[Image Generation AI] CG Avatar Replacement using Stable Diffusion

May 16, 2023

Hello! I'm Ushiyama, the lead designer of the Omnis CG team.

We work daily on CG production for apparel. Today, I'd like to share a challenge we undertook using 3D CG and image generation AI.

Apparel CG and Digital Humans

Creating digital humans, CG avatars that are so realistic they can be mistaken for humans, still has significant hurdles in 2023. Human faces are incredibly complex, and it is a daunting task to reproduce subtle expressions and skin textures in CG.

Therefore, these productions are often left to a select group of exceptional artists or large-scale CG productions.

In the apparel industry, while the clothes depicted in CG are stunningly real, the avatars still retain some unnaturalness.

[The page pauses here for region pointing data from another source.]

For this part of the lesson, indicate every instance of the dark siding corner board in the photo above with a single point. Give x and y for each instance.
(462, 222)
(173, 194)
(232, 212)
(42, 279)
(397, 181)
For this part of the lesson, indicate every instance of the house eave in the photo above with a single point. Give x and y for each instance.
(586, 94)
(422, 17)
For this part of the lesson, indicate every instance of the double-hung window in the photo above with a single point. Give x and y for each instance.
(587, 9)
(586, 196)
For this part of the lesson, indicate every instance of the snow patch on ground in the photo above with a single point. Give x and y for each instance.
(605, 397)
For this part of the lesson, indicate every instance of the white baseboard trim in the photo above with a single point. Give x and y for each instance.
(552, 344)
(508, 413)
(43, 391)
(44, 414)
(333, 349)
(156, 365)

As a result, it's common to use CG mannequins as avatars or make the person invisible.

If image generation AI could easily create photorealistic avatars, it would further evolve the expression of CG for apparel.

CLO Virtual Fashion, Inc. owns all rights to the avatar displayed.

What We'll Do Today

We often use Midjourney in our blog, but this time we'll use a different image generation AI, StableDiffusion.

These two are often compared, but the most significant difference is that with StableDiffusion, you can freely specify which region of the image to generate and control it with a wealth of parameters. This allows designers to use it like applying a filter in Photoshop.

So, today, we'll use our digital human, a girl still unnamed but called "the perm girl". She looks "realistic", but you can still sense the CG. Let's use image generation AI to transform her into a photo-realistic appearance!

Test 1: Generation with Initial Values

One feature of StableDiffusion is the ability to upload mask materials. In this case, only the face and hair parts of the image on the left will be transformed by AI. Mask materials can be easily produced in 3D CG, so I think they're a good match.

We'll use the default settings for various parameters. Let's just enter "Photo" in the prompt and generate it!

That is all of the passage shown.